I'd heard enough. Taking the tub back from him, I openly scoffed. "You got that from Star Wars."
"No," the Doctor protested, stealing the ice cream back. "I did, honest. I told you, regeneration. I regenerated the hand back."
"Aliens don't look like humans," I said. "I mean… are you like a tiny little bug in a human costume? Did you crawl into the brain and take some man over, like that episode of Stargate?"
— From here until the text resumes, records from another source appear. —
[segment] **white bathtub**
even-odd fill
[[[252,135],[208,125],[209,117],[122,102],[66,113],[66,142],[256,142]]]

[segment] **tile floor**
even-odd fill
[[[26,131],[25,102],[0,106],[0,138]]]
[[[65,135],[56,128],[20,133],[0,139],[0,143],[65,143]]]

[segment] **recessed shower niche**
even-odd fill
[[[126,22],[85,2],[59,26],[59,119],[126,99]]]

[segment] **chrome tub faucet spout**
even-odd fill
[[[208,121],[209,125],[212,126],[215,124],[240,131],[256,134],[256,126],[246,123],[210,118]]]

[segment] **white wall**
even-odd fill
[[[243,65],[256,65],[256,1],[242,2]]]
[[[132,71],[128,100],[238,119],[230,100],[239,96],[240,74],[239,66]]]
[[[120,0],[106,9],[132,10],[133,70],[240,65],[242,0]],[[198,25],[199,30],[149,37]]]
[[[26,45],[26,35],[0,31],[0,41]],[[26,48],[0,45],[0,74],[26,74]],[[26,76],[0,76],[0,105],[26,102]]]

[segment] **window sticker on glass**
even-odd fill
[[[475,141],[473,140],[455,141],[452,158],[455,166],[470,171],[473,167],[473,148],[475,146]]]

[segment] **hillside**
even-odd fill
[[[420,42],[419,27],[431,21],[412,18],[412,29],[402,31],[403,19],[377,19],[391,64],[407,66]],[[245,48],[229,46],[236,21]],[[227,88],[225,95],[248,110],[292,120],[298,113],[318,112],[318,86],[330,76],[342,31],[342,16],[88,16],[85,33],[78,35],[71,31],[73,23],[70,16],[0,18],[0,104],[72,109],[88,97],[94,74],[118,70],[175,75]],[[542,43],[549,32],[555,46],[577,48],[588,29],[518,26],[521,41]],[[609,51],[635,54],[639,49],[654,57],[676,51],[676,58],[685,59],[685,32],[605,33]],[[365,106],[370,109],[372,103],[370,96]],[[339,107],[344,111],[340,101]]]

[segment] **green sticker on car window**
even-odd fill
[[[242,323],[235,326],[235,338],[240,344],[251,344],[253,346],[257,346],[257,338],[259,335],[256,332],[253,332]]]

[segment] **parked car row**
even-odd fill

"You watch too much sci-fi," he noted. "And this is my body. My new body."
"This is all mad," I said.
"Yes," he agreed. "It is."
We sat there in silence for god-knows how long, with the Doctor steadily eating all of my ice cream. I stopped complaining about it, knowing that I had more than enough back at home and in the bags, and simply watched him instead. He seemed so human, yet I knew without a doubt that he was far from it.
"The year you supposedly lost your hand," I began, hesitantly. "Everyone stood on the edge of a roof, ready to jump, and then nothing happened. They were all set free. Was that you?"
"Blood control," the Doctor told me. "Cheap bit of voodoo. Easy to break."
"I was fourteen. I woke up, freezing cold, with my little brother and my dad next to me. We'd all walked up there, and our mother couldn't stop us. She was in tears."
Slowly, I turned to him. The Doctor was watching me, green eyes wide with understanding. "You wouldn't have died."
"Maybe not from that," I stood, dusting off my jeans from where the grass stuck to me. "But that duel for the planet… you lost a hand, but you won. What would've happened if you lost?"
"Then the planet would have been lost," the Doctor stood up too, leaving the ice cream behind. "It was nothing. Saving people is what I do for fun, I can remember that much."
"You need somewhere to stay, yeah?" I cast a critical eye over him and then at the blue box. "And I don't think you can go back in there any time soon."
As if sensing that we were looking at it, the blue box's doors swung shut and I heard the lock engage. "She's occupied," the Doctor said. "I did blow her up."
"You can stay with me," I decided, picking up my bags. "I'll set out the sofabed."
"Wait," I didn't let him speak, walking off with purpose. He was forced to follow, even if he was very unsteady on his feet. "Just like that, you're helping?"
"Just like that," I said. "You've helped me loads of times, from the sounds of things, and I never knew. So, this is me helping you."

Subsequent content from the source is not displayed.